Am 5. Spieltag der Bundesliga treffen im Frankfurter Waldstadion vor 59'500 Zuschauer die Eintracht und Bayern München aufeinander. Sehr zur Freude des Heimpublikums gehen die Hessen in der 33. Minute durch Bachirou Salou mit 1:0 in Führung.
Nach der Pause hat Jan Aage Fjörtoft sogar die 2:0-Führung auf dem Fuss, doch der Norweger scheitert per Elfmeter an Oliver Kahn. Der Bayern-Keeper steht auch in der nächsten Szene im Mittelpunkt; allerdings weit weniger erfreulich als bei der Penalty-Parade von zuvor.
Der Bayern-Schlussmann will Sami Kuffour in dessen Duell mit Salou zu Hilfe eilen, stürmt aus dem Tor und schnappt sich den Ball. Kuffour indes scheint weit weniger geistesgegenwärtig zu sein. Er erfasst die Situation zu spät und springt volle Kanne in seinen Torhüter hinein. Mit dem Knie trifft der Ghanaer Kahn an die Schläfe, worauf der 30-jährige Goalie bewusstlos am Boden liegen bleibt.
Oli Kahn kommt zwar wieder zu Bewusstsein, an ein Weiterspielen ist aber nicht mehr zu denken. Für die benommene Nummer 1 kommt Ersatz-Keeper Bernd Dreher ins Spiel. Dieser wird seinem Namen absolut gerecht, verdreht sich nur acht Minuten später das Knie und muss vom Platz getragen werden. Auch bei dieser Verletzung ist kein Frankfurter involviert. Die Bayern sind auf bestem Wege, sich wortwörtlich selbst zu schlagen.
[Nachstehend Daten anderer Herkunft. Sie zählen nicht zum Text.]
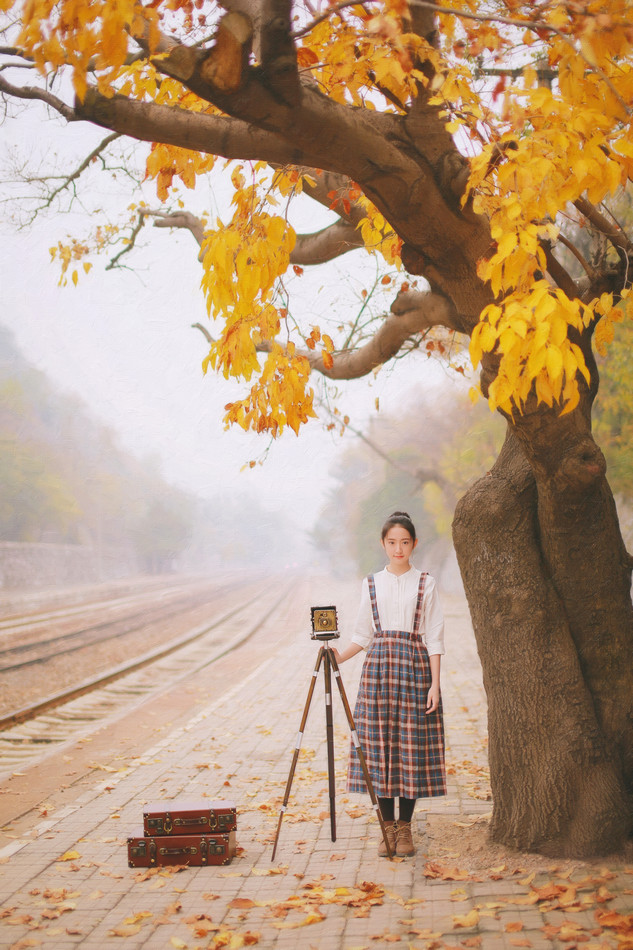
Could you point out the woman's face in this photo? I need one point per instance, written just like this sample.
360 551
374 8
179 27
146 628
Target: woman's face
398 545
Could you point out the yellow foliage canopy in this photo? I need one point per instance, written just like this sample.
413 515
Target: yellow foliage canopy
536 147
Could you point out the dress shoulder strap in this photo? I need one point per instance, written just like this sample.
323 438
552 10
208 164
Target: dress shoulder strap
374 604
418 607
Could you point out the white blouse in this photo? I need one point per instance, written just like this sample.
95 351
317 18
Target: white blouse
396 596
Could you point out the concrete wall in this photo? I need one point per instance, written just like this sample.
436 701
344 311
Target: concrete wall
34 566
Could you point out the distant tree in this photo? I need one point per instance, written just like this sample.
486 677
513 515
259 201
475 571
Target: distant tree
371 108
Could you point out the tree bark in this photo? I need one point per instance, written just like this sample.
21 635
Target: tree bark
560 772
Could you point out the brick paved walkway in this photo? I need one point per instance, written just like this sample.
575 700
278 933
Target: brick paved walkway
65 882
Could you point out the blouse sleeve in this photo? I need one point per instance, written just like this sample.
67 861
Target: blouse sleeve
433 619
364 628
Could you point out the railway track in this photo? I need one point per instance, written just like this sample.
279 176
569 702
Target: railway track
28 733
113 619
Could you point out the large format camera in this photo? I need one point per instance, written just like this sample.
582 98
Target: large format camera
324 623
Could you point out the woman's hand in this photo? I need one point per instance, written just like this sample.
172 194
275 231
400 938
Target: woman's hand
433 698
347 653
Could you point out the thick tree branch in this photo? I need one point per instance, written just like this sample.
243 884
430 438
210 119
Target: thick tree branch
310 249
611 231
211 134
558 273
419 312
326 245
278 52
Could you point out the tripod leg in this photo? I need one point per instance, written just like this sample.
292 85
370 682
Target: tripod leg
359 751
329 731
295 756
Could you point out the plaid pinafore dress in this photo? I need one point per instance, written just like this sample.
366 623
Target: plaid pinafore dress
403 746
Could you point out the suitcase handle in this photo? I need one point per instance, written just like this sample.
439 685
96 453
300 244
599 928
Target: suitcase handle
190 850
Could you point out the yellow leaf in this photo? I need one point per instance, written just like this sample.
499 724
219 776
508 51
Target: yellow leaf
70 856
554 363
466 920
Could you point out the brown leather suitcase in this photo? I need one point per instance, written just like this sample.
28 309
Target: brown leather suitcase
196 850
183 817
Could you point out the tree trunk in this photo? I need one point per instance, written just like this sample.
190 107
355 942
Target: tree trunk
548 584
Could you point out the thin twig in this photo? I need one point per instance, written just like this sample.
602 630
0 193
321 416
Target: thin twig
30 92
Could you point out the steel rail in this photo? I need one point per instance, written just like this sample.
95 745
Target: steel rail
94 628
67 695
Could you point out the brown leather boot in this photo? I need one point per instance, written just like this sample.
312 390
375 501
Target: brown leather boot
390 831
404 840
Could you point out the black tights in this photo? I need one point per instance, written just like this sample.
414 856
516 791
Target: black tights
388 808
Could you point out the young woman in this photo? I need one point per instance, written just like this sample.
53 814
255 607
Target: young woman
398 711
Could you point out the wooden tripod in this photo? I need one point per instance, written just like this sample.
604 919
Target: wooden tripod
329 662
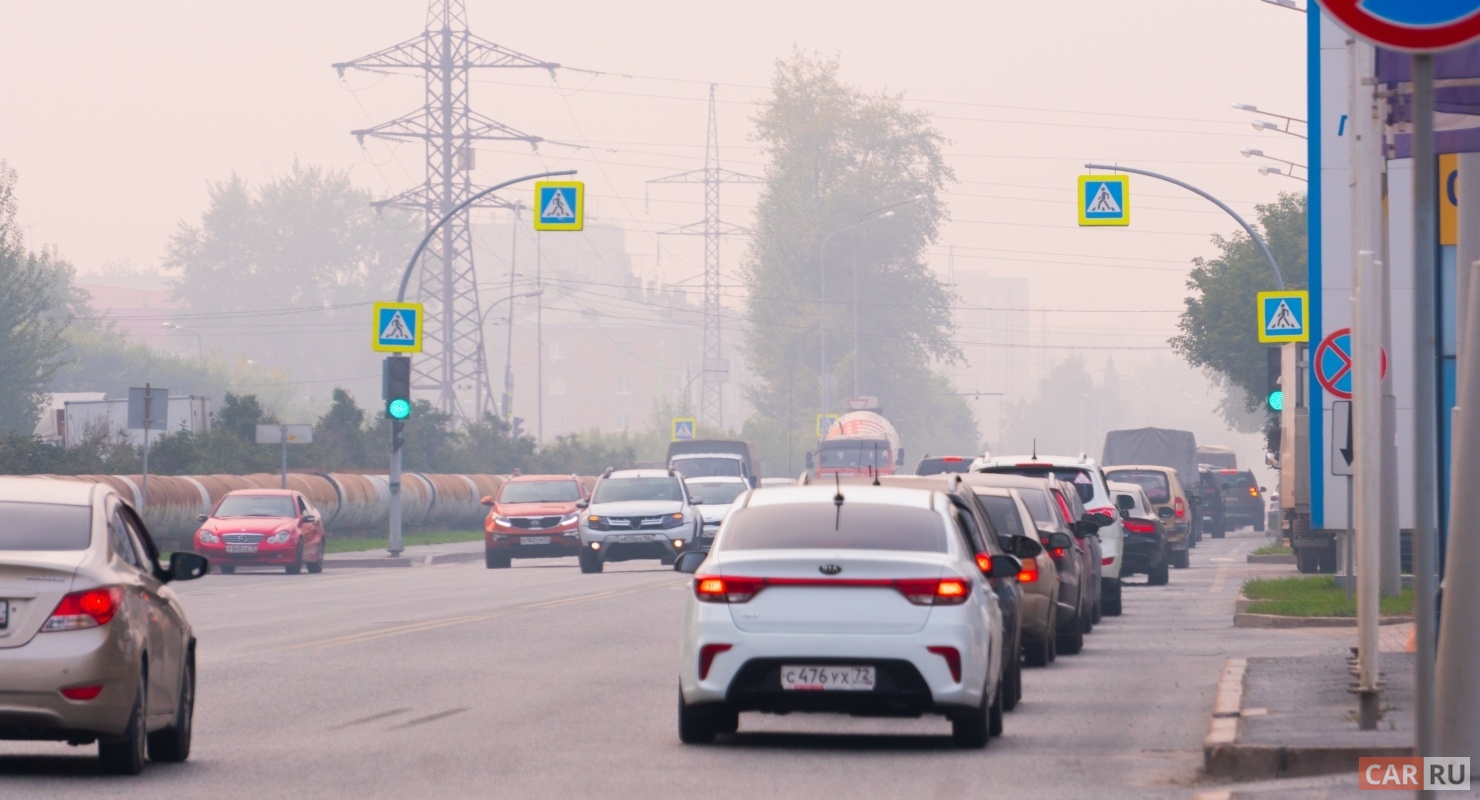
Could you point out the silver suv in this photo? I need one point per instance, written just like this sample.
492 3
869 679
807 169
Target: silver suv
637 513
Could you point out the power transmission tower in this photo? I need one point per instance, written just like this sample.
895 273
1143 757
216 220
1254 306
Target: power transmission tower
446 52
715 368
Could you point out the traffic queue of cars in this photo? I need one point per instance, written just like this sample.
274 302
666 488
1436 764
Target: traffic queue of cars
907 595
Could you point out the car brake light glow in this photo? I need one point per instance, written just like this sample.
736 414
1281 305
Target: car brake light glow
952 657
82 692
706 657
730 589
85 609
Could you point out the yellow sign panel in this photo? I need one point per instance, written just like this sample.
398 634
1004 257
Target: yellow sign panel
1104 200
397 327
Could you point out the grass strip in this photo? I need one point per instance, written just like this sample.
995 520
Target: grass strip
1314 596
409 540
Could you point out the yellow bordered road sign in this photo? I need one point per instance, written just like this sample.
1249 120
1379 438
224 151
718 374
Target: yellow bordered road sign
560 206
1283 315
397 327
1104 200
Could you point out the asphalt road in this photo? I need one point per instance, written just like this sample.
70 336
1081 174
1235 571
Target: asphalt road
542 682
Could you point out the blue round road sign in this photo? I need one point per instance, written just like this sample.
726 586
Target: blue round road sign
1414 25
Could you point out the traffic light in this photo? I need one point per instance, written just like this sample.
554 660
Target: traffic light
1275 391
395 386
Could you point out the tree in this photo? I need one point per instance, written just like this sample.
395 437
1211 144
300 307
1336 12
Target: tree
310 241
835 154
36 303
1217 326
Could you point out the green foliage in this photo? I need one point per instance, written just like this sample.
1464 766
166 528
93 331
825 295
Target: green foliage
838 154
1218 324
34 299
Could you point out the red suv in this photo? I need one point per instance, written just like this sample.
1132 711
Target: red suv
533 516
262 528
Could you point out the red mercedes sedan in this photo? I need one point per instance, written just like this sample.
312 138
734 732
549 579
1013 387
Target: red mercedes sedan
262 528
535 516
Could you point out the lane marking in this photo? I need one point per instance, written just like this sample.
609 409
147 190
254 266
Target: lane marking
372 717
428 717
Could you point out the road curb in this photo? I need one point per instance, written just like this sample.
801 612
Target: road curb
1224 756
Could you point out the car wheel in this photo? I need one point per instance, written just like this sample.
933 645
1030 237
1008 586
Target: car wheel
126 756
1159 574
1014 679
696 725
1112 599
172 744
1072 642
974 728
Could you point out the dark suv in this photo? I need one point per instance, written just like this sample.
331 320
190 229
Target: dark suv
1242 499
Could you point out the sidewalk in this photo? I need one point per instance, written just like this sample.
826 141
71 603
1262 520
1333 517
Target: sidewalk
1297 716
422 555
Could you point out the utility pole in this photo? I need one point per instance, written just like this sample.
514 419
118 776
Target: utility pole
446 52
715 368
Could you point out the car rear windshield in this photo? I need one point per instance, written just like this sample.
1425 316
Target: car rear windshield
45 527
717 494
1158 490
823 525
708 468
940 466
261 504
619 490
539 491
1004 515
1076 476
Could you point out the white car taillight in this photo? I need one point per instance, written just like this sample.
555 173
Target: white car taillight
85 609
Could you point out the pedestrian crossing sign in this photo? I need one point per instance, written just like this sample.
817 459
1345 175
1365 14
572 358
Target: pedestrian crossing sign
1104 200
1283 317
397 327
560 206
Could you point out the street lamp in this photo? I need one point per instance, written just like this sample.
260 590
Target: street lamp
200 349
1249 153
822 292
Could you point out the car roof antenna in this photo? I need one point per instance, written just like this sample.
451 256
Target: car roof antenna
838 502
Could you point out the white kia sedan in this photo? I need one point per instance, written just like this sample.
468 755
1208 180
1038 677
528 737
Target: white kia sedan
862 601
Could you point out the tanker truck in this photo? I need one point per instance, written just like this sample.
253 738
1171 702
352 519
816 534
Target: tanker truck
859 444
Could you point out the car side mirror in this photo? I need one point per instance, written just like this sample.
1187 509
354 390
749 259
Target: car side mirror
187 567
688 562
1005 567
1024 547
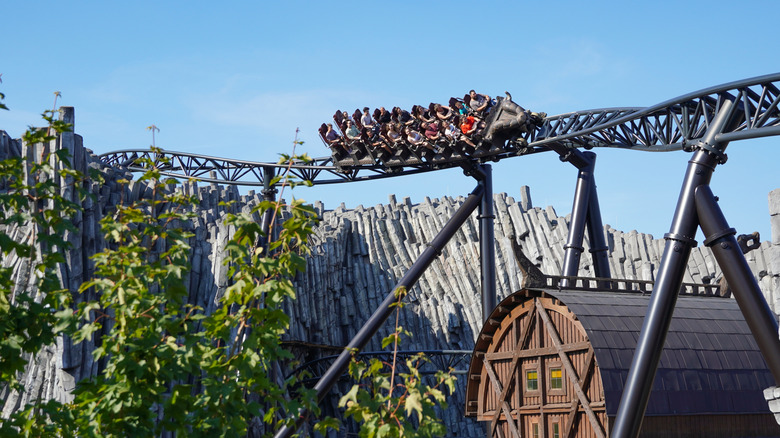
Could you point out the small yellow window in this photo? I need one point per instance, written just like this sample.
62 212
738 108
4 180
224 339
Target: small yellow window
531 380
556 378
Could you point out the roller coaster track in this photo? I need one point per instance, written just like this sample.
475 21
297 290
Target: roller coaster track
677 124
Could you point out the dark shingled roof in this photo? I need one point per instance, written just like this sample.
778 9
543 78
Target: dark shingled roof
710 363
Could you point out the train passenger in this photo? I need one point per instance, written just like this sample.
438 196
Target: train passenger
417 140
468 125
383 116
442 112
462 110
454 135
366 120
402 116
479 102
393 133
431 131
331 136
352 132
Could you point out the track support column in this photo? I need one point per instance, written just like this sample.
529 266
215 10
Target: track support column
679 242
579 216
269 194
720 239
487 242
598 244
386 308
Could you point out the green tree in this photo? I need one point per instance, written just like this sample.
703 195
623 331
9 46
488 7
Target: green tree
170 366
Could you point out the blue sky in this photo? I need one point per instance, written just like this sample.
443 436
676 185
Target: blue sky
235 79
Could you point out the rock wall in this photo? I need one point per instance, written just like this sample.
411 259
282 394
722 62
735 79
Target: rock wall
358 256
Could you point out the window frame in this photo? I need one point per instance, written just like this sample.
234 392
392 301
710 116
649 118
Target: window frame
534 366
556 365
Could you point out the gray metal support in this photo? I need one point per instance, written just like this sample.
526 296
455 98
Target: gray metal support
720 238
579 219
386 308
598 245
487 242
679 242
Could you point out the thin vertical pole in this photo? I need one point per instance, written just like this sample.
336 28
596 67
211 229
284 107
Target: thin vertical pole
579 216
487 243
720 239
679 242
598 245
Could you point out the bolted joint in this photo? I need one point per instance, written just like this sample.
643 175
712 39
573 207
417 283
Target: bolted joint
685 240
719 155
713 239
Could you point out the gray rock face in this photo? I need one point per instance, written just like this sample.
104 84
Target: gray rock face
358 256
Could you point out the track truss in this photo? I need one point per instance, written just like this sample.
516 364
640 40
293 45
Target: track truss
677 124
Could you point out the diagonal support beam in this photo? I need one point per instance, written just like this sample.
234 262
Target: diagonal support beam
504 405
583 383
385 309
679 241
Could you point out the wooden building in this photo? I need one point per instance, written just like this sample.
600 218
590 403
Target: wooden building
554 362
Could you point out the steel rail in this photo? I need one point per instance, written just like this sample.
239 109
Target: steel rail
672 125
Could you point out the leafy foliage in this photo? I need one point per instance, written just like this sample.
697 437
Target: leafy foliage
168 365
31 202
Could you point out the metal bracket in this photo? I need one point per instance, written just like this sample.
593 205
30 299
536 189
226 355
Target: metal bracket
682 239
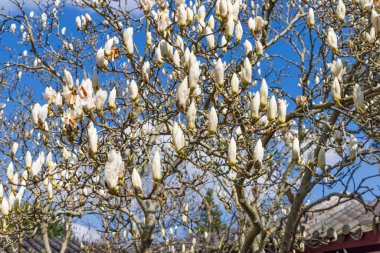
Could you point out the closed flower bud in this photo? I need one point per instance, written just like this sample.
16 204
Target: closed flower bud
258 154
353 148
212 121
336 91
246 72
341 11
156 166
282 105
358 98
112 99
322 158
219 74
136 181
231 155
263 94
255 107
128 40
178 139
272 109
332 40
92 138
310 18
234 84
296 153
191 117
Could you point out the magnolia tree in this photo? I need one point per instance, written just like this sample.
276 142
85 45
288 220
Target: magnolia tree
147 104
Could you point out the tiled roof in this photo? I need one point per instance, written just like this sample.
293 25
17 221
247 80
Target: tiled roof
34 244
338 219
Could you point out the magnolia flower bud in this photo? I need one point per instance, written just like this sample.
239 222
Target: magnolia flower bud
255 107
156 166
234 84
272 110
136 181
336 91
229 30
238 31
39 114
49 95
247 47
128 40
231 155
101 61
259 47
178 139
50 191
194 74
14 148
113 170
10 172
282 105
341 11
358 98
337 69
210 38
5 207
246 72
296 153
112 99
183 94
191 117
310 18
92 138
332 40
322 158
212 121
263 94
219 74
258 154
28 160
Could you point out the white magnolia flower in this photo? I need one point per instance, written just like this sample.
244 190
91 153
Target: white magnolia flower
310 17
246 72
272 109
341 11
322 158
234 84
136 181
14 148
178 138
212 121
113 169
332 40
128 40
336 91
156 166
191 116
219 74
183 94
92 138
353 147
49 95
358 97
296 153
112 99
231 154
255 107
39 113
282 105
28 160
263 94
337 69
Coach Ottmar Hitzfeld kann nach diesem Vorfall nur noch den Kopf schütteln. Beide Torhüter out, 0:1-Rückstand: Was gibt es da noch auszurichten? Als sich Michael Tarnat dazu bereit erklärt, ins Keeper-Dress zu steigen und für die verbleibenden 30 Minuten ins Tor zu gehen, würde wohl auch der risikofreudigste Zocker sein Geld nicht mehr auf die Münchner setzen.
Zum Erstaunen aller geht mit der Einwechslung von «Tanne» Tarnat aber ein Ruck durch das Bayern-Kollektiv. Lediglich vier Minuten nachdem der Feldspieler seinen Posten zwischen Pfosten einnimmt, schiesst Giovane Elber das 1:1. In der 80. Minute kommt es für die Gäste gar noch besser. Ausgerechnet Kahn-Schreck Sami Kuffour kann per Kopf den 2:1-Führungstreffer erzielen.
Und Michael Tarnat? Dass er eine gute Figur im Tor macht, kann man in Anbetracht des überdimensionierten Keeper-Shirts nicht behaupten; doch der Neo-Schlussmann kann – wenn auch hin und wieder etwas unkonventionell – seinen Kasten tatsächlich dichthalten. Kleines Schmankerl gefällig? Bitte sehr:
Mehmet Scholl sollte recht behalten: Die Bayern zeigen eine ansprechende Saison und sichern sich am letzten Spieltag die Meisterschale. Allerdings auch nur, weil Leverkusen – von diesem Tag an auch Vizekusen genannt – es nicht fertig bringt, in Unterhaching den einen nötigen Punkt einzufahren. Aber das ist eine andere Geschichte.
Die Geschichte von Oli Kahn und Sami Kuffour soll hier aber noch kurz zu Ende erzählt werden. Die beiden Hitzköpfe bleiben dem FC Bayern noch viele Jahre treu: Kuffour verlässt die Deutschen im Jahr 2005, Oli Kahn spielt sogar noch bis 2008 weiter. In ihrer langen gemeinsamen Zeit in der Bayern-Defensive geraten sie immer mal wieder aneinander und haben ein durchaus ambivalentes Verhältnis zueinander.
Die schönste Anekdote hierzu stammt aus dem Viertelfinal-Rückspiel der Champions League zwischen Bayern München und Manchester United im Jahr 2001: Nach einem Rencontre mit ManUtd-Stürmer Andy Cole verliert Oliver Kahn erneut das Bewusstsein. Sami Kuffour, für den die Kahn-Blackouts nichts Neues sind, eilt sofort herbei und versucht den Torhüter mit einer improvisierten Mund-zu-Mund-Beatmung wieder ins Diesseits zu befördern.
Und siehe da: Wenige Sekunden später steht der Bayern-Keeper wieder auf den Beinen. Ob es an Kuffours Wiederbelebungs-Kuss lag? Oliver Kahn meint dazu salopp: «Ich habe seine Liebkosungen gar nicht mitbekommen.»